Consider: One of the things that continually impacts us about The Lord’s Prayer is the simplicity of it. The phrases are short, the requests succinct. After all, Jesus had just told us not to “keep on babbling” in our prayers (6:7), thinking that there is more power to them if we multiply the words. No, just the opposite is true. There is beauty and power in simplicity.

And could there possibly be a simpler request when it comes to our needs? “This is how you should pray…”

“Give us today our daily bread.” (Matthew 6:9, 11)

That’s it? No begging? No deal making (“If you do this one thing for me, God, I promise I’ll…”)? No planting of financial “seeds” to convince God that you’re serious? Just “Give us today our daily bread”? What’s the catch?

Well, there’s no “catch,” but there is something that is required. For the last two weeks we’ve seen that a call to pray is also a call to act upon—to live out—the prayer we pray. When we begin the prayer with worship (6:9), we’re called to give ourselves to him completely. We’re called to cast down our idols. When we pray for his kingdom to come and his will to be done “on earth as it is in heaven” (6:10), we’re called to participate in the work of that kingdom—to be part of the answer to that prayer. So when we’re called to ask for our daily bread with a simple request, we’re also called to trust him with a simple faith.

No begging. No deal making.
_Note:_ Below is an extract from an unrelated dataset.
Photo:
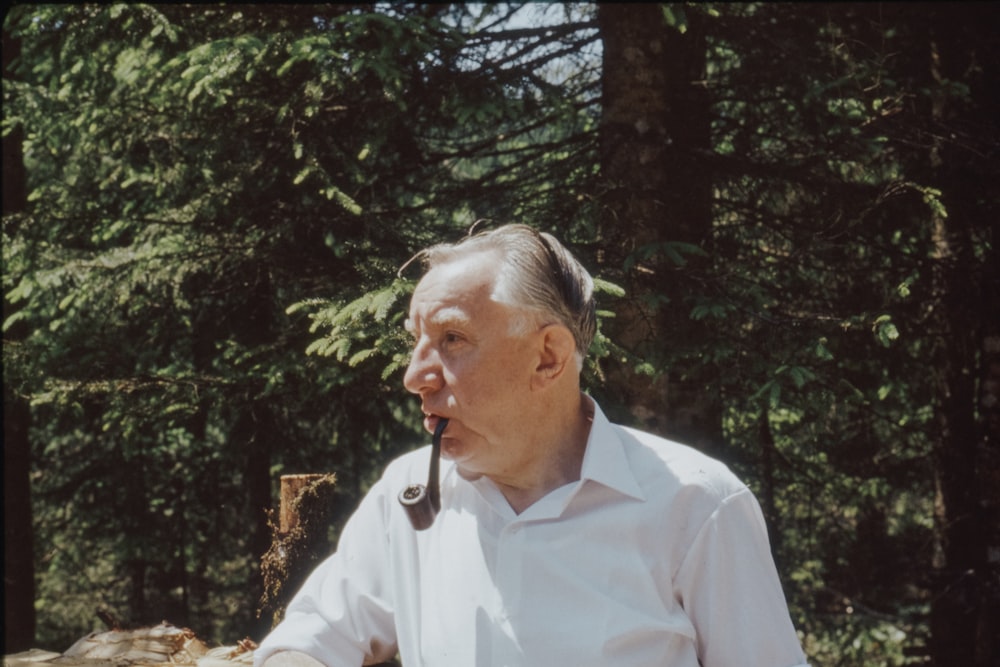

No threatening. No cajoling. No bribing. Just trust.

After all, “your Father knows what you need before you ask him” (6:8).

Pray: “Lord, this week as I consider my relationship to you in terms of my daily needs, teach me to trust you in ways I never have before. Teach me to rest on your promises. Teach me to cast my anxieties on you. I don’t want to dishonor you by refusing to believe that you really care for me and will supply all of my needs. Thank you that today you hear my simple prayer for daily bread.”